State Corporate Welfare Programs Under Fire

One positive outcome of the recession, as the states struggle to find revenue to spend, is that state subsidies to businesses are facing increased scrutiny.

This week the New York Times reported that states are looking at reducing or ending programs that hand out taxpayer money to television and movie producers. In Pennsylvania, some last-minute handouts from outgoing governor Ed Rendell are under fire, including a $10 million state grant to rehabilitate a former Sony plant for new tenants. According to the Commonwealth Foundation’s Nate Benefield, this is the fourth time Pennsylvania taxpayers have subsidized the site:

Sony moved out in 2007, despite getting more than $40 million in corporate welfare under Gov. Robert P. Casey to come to Pennsylvania, then another $1 million grant under Rendell to stay in the state—a mere two years before shutting down its plant.

Before Sony, the site was occupied by Volkswagen, which got $70 million in state aid in the 1970s under Gov. Milton Shapp. This was touted as a great success – until Volkswagen moved out in 1987, after 10 years of operation.

Pennsylvania is merely renting jobs with this “economic development” spending, burdening other businesses with higher taxes. Hopefully, Gov. Tom Corbett can learn from the failed policies of the past and work on improving the state’s economic climate rather than trying to pick winners.

New Pennsylvania governor Tom Corbett could learn a lesson from the Indiana Economic Development Corporation, which received another black eye this week. I’ve written previously on problems with the IEDC, which is the state’s corporate welfare arm. As a former budget official with the State of Indiana, I can attest that the IEDC’s string of embarrassments is as unsurprising as it is appalling.

On Tuesday, investigative report Bob Segall of WTHR-TV in Indianapolis released the latest in a series of reports on the IEDC’s exaggerated job creation claims. (Intrepid journalists take note: Bob and his team just received a prestigious Alfred I. duPont–Columbia University Award for their investigatory work on the IEDC.)

Bob took the findings of a recent audit and ascertained that Indiana governor Mitch Daniels and the IEDC haven’t been giving Hoosiers the full story.

From the report:

The “Summary of Incentive Program Review” prepared by audit firm Crowe Horwath examined 597 job-creation projects outlined in IEDC annual reports from 2005 to 2009. The projects were listed as “Indiana Economic Successes” that would bring new jobs to Indiana.

According to the report, those projects were expected to create 44,208 jobs by late 2010 and, based on the most recent information available to auditors, have so far resulted in 37,640 actual jobs — a realization rate of 85%.

But the state’s job realization rate is actually much lower than 85%, according to additional data reviewed by WTHR.

The numbers cited above are based solely on data for “reporting companies,” and they do not include job data for 200 other projects also listed as “Indiana Economic Successes” in IEDC annual reports. Including those projects, as well, the number of newly-created jobs the agency had anticipated to materialize by the end of 2010 is 57,088 (not 44,208), according to the report. Using that figure, IEDC’s job realization rate is 66%.

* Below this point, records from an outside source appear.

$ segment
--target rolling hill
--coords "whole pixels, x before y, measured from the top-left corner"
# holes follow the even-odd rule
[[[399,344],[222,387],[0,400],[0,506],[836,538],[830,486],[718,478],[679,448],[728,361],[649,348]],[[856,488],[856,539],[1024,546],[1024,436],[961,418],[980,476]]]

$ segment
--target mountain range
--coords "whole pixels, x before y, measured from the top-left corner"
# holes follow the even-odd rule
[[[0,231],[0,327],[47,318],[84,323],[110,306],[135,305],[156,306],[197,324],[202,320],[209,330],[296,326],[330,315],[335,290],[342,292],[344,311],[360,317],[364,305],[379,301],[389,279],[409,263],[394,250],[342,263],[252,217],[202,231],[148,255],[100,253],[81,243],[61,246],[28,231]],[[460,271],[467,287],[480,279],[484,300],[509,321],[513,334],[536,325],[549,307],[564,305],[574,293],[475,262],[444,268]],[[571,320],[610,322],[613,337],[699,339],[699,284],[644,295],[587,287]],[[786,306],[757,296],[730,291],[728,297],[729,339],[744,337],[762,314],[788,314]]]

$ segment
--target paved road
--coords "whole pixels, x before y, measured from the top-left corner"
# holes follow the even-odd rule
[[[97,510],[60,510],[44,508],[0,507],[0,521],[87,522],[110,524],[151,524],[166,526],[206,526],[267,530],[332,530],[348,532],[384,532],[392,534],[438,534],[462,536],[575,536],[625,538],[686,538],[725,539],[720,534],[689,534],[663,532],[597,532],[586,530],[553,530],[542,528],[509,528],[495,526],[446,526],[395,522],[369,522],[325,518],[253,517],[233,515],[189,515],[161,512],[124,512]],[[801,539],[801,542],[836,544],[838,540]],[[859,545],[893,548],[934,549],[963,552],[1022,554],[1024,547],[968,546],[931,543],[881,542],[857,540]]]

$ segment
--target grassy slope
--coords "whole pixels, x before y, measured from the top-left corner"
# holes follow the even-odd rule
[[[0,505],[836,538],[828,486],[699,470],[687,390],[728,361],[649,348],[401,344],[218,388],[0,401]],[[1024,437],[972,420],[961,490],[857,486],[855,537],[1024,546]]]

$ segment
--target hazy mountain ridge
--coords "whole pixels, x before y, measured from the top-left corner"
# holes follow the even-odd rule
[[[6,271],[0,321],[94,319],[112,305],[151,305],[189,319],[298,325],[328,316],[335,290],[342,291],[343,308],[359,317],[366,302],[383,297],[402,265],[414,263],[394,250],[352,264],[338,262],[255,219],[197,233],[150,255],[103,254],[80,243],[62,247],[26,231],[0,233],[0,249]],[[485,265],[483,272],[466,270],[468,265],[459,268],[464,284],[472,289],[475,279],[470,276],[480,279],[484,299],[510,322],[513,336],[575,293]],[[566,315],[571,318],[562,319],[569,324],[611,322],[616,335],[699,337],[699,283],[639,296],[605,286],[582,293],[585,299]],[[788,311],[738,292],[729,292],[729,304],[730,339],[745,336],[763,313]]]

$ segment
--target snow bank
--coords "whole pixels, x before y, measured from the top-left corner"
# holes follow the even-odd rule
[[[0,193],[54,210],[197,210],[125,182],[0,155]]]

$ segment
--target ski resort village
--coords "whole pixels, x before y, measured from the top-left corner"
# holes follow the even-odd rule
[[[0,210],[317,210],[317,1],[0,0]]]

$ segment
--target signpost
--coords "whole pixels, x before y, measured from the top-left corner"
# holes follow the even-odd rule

And nowhere does the audit report mention the 98,683 total new job commitments announced by IEDC from 2005 to 2009. Using that number — which IEDC and the governor have repeatedly promoted in their press releases, speeches and annual reports – the audit data suggests, so far, only 38% of jobs announced by IEDC have resulted in actual jobs. While that percentage is expected to increase in coming years (some of the companies are not expected to fulfill all of their job commitments for several more years), the overall numbers show IEDC’s real job realization statistics are much lower than the agency portrays to the public by citing far more limited data.

Two words in this selection from the report stand out: “press releases.” My observations of the IEDC from within the Daniels administration led me to coin the phrase “press release economics” to describe what Indiana government officials were really practicing.

Programs that hand out taxpayer money to businesses to lure or retain jobs are popular with state politicians, and Governor Daniels is no different. Better policies, like cutting business taxes across the board, require a willingness to expend substantial political capital without an immediate payoff. (I recently read that Daniels would sign a cut in the state’s high corporate tax rate if a proposal in the state legislature makes it to his desk. Daniels had turned down the idea of cutting the corporate rate while I was there, so the change of heart is curious but nonetheless welcome.)

Targeted business subsidies, on the other hand, are cheaper and generate immediate, favorable press. Unfortunately, this form of central planning is unsound as it merely transfers economic resources from taxpayers – including businesses – to businesses favored by government officials. And because government officials are inherently inferior to the market when it comes to directing economic activity, the results are far from ideal – and often downright counterproductive.